Gabriel Perez, a teleprompter operator for Donald Trump, is under federal investigation for alleged insider trading on the prediction market platform Kalshi. The probe, initiated after Kalshi flagged suspicious activity, focuses on bets totaling approximately $90,000 linked to non-public information. Perez has been placed on unpaid leave from his White House duties and is reportedly cooperating with federal authorities as the inquiry proceeds.
The Rise of Regulated Prediction Markets
To understand the significance of the investigation, observers must look to the rapid rise of event-based betting platforms. Kalshi operates as a financial exchange regulated by the Commodity Futures Trading Commission (CFTC), allowing users to trade financial contracts based on the outcomes of real-world events. These events range from economic data releases and policy decisions to political races and global conflicts.
Following recent landmark legal rulings that permitted election-related betting in the United States, trading volumes on these platforms have surged. This influx of capital has transformed prediction markets from niche platforms into high-stakes financial arenas. Consequently, the same regulatory scrutiny applied to traditional Wall Street trading now looms over these emerging markets.

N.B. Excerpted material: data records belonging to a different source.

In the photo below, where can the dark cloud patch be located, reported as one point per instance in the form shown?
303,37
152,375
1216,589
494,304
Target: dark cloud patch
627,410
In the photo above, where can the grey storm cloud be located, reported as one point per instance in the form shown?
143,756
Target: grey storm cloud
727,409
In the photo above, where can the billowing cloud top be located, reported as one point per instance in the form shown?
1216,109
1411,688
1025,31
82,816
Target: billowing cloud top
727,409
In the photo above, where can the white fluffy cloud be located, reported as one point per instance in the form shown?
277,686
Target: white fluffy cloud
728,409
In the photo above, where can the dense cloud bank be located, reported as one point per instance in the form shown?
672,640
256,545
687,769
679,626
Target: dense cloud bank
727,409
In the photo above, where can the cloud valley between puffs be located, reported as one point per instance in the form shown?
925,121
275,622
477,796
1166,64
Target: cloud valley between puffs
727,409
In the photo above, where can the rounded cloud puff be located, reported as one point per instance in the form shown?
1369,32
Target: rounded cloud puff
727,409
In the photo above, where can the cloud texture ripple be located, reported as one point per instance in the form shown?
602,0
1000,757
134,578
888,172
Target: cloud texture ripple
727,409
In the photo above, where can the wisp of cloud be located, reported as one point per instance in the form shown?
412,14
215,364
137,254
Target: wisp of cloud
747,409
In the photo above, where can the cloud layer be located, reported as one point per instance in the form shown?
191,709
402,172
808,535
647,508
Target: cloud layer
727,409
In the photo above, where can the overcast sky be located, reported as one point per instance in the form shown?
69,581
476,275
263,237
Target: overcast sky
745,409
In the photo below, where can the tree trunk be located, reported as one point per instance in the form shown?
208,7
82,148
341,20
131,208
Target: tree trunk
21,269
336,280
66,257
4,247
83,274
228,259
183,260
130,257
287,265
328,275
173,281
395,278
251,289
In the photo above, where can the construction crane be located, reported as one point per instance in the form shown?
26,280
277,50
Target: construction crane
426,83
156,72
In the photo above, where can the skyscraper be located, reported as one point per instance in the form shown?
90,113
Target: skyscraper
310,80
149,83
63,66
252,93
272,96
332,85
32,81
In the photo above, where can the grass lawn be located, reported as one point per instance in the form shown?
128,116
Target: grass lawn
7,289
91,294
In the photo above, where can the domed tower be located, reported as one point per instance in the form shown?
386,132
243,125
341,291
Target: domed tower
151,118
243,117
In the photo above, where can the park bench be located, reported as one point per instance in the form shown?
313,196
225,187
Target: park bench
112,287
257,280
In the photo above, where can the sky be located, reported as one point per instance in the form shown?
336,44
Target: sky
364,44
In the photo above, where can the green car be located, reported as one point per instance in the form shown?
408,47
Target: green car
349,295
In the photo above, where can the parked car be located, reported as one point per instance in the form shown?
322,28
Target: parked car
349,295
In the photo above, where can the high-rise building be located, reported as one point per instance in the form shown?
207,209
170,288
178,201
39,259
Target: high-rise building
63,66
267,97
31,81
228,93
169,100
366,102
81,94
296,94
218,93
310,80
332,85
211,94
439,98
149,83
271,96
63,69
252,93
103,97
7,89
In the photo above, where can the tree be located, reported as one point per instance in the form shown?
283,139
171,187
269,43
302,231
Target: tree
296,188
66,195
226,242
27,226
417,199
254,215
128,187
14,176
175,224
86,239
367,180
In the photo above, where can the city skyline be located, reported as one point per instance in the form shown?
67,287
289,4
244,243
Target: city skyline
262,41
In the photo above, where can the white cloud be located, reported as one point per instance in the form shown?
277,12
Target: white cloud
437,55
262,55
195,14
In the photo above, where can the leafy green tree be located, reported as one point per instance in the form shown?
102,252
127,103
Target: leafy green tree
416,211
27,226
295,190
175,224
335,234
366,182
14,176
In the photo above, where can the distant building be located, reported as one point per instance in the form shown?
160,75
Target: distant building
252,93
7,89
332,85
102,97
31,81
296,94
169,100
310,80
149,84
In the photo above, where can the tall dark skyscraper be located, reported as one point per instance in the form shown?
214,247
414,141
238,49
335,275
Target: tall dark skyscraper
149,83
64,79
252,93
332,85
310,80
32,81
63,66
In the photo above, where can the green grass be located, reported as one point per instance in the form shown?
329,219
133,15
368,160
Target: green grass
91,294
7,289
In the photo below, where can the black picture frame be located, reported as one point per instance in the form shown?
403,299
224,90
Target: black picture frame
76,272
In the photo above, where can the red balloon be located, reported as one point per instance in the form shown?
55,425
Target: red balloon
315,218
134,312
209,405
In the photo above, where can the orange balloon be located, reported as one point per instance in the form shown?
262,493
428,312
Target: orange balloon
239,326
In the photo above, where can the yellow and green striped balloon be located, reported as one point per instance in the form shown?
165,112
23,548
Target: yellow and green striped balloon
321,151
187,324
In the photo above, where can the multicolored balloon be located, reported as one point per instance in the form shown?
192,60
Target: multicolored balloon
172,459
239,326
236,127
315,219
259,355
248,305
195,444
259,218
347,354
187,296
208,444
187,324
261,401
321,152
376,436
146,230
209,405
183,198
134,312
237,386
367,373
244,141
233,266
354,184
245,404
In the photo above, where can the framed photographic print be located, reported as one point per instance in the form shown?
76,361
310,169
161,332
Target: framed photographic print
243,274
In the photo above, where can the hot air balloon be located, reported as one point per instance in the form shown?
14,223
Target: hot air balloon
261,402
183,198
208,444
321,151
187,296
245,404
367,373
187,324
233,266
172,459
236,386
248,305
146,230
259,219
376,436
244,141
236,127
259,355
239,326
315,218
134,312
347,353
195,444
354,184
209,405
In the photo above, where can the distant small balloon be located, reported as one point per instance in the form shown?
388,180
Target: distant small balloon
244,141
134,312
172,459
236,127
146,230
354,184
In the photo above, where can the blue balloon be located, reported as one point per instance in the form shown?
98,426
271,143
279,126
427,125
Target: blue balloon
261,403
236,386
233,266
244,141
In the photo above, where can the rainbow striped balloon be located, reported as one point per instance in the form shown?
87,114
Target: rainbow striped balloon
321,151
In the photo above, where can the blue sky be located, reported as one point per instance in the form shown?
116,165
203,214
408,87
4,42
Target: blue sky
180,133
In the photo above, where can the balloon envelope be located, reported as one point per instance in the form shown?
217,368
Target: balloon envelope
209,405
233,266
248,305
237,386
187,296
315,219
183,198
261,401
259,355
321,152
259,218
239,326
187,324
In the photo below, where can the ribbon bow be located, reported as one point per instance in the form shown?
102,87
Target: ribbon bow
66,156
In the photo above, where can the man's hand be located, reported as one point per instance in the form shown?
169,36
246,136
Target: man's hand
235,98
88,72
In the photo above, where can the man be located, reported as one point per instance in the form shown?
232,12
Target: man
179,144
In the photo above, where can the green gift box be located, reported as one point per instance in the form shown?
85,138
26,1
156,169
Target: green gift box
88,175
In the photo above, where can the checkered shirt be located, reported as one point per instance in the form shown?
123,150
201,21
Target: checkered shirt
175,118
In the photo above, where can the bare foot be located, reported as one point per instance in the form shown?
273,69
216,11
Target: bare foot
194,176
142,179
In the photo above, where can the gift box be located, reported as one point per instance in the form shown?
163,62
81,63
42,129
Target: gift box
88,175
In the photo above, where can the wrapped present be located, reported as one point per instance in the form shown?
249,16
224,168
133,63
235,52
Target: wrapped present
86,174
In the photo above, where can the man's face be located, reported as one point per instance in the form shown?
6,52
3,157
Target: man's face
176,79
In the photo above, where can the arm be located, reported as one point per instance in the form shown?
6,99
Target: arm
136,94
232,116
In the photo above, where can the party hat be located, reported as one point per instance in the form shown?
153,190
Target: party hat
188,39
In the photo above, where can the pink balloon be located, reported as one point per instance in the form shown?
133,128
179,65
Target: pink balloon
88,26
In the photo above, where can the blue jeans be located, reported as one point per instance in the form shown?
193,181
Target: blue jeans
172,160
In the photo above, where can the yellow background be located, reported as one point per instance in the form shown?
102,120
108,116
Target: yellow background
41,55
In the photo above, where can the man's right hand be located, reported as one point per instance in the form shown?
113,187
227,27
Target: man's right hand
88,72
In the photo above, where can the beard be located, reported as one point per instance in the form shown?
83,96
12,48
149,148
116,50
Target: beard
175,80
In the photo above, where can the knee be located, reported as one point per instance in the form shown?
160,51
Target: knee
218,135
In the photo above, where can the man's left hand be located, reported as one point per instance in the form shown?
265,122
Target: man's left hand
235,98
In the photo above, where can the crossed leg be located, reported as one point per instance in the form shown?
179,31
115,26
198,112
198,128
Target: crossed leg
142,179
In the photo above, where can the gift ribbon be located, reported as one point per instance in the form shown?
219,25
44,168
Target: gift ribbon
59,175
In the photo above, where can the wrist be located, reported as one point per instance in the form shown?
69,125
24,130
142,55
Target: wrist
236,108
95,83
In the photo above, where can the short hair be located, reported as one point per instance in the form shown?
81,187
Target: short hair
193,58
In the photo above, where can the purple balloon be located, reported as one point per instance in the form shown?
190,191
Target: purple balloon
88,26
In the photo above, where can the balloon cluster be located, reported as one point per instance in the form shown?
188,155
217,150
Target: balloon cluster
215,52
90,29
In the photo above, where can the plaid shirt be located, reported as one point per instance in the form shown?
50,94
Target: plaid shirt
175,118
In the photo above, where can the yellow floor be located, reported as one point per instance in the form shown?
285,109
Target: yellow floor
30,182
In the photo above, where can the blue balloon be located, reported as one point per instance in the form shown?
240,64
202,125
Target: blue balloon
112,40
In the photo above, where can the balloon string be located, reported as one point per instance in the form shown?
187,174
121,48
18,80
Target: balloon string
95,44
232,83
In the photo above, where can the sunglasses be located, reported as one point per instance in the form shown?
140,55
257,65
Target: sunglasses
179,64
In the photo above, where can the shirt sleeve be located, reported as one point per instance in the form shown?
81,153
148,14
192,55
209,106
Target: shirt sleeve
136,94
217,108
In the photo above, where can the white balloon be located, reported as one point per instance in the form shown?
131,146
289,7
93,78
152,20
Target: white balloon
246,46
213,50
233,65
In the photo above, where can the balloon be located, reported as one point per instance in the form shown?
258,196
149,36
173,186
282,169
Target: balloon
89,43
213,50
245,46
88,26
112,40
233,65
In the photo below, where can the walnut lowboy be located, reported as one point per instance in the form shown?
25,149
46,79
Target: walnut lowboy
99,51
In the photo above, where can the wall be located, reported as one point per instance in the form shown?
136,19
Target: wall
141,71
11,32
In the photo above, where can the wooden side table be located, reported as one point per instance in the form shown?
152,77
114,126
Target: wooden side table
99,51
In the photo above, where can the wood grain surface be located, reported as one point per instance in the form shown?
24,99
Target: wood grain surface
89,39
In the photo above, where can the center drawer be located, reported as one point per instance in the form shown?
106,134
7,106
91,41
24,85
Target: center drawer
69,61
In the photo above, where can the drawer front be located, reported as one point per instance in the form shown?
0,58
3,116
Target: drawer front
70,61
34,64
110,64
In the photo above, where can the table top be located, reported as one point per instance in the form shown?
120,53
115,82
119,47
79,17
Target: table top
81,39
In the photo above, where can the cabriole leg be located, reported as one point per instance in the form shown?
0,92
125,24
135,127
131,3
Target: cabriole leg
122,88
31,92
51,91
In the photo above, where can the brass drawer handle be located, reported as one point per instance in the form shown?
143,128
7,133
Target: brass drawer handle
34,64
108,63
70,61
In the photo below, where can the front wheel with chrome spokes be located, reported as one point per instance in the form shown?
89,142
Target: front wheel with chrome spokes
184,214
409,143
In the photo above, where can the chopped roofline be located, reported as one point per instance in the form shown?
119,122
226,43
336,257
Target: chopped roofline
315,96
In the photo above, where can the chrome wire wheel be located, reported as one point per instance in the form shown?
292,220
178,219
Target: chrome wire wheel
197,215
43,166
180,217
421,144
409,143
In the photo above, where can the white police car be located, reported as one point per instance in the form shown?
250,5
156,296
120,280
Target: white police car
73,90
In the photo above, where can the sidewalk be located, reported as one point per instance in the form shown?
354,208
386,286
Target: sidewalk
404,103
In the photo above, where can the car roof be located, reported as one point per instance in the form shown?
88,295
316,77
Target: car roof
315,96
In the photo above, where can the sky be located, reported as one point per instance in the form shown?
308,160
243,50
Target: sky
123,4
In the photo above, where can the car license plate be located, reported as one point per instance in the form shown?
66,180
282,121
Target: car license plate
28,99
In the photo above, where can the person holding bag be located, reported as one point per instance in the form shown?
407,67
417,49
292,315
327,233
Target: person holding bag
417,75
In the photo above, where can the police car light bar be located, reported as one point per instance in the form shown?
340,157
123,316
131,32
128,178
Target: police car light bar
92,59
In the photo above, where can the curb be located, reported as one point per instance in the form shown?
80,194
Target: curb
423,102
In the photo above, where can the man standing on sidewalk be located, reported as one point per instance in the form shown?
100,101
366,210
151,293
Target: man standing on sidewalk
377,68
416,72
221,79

How the Suspicious Trades Were Detected
According to sources familiar with the matter, Kalshi’s internal compliance algorithms detected highly unusual trading patterns linked to Perez’s account. The platform’s automated systems are designed to identify accounts that place highly accurate, high-value bets immediately preceding major public announcements. Upon identifying the anomaly, Kalshi executives immediately froze Perez’s account and notified federal regulators.
The investigation centers on whether Perez leveraged his proximity to political decision-makers to gain an unfair financial advantage. As a teleprompter operator, Perez routinely had advance access to speeches, policy announcements, and sensitive political scheduling. Federal investigators are currently examining the precise timing of Perez’s trades relative to the moments those speeches and announcements were loaded into the teleprompter system.
Expert Perspectives on Event-Contract Insider Trading
Legal and financial experts point out that this case represents uncharted territory for federal securities and commodities laws. Traditionally, insider trading laws have targeted corporate insiders trading stocks based on proprietary business information. Applying these rules to political event contracts introduces complex legal questions regarding what constitutes material non-public information in a governing context.
“This case is a watershed moment for the prediction market industry,” says Marcus Vance, a financial compliance attorney specializing in commodities trading. “Regulators are eager to prove that these platforms are not lawless casinos, but regulated exchanges where integrity must be maintained. If a government contractor or employee uses privileged access to profit on political outcomes, it undermines public trust in both government and the market.”
Data from prediction market researchers highlights the growing risk of insider activity. During the 2024 electoral cycle, volume on Kalshi and its competitors reached billions of dollars. Analysts argue that as liquidity increases, the incentive for individuals with early access to information to exploit these markets grows exponentially.
Broader Implications for Political Staff and Financial Regulations
The investigation into Perez is expected to prompt a sweeping review of the ethical guidelines and non-disclosure agreements signed by political staff, contractors, and technical support personnel. While high-ranking officials are subject to strict financial disclosure laws, support staff often operate in regulatory blind spots despite having direct access to highly sensitive information.
Congressional committees are already considering legislative proposals that would explicitly ban federal employees and contractors from trading on event markets related to their official duties. Such measures would mirror the STOCK Act, which restricts members of Congress from using non-public information for private portfolio gains.
In the coming weeks, observers will closely watch the joint actions of the CFTC and the Department of Justice. The resolution of this probe will likely establish the legal framework for how insider trading is prosecuted in the era of decentralized and event-driven financial markets, setting a precedent that will shape the industry for years to come.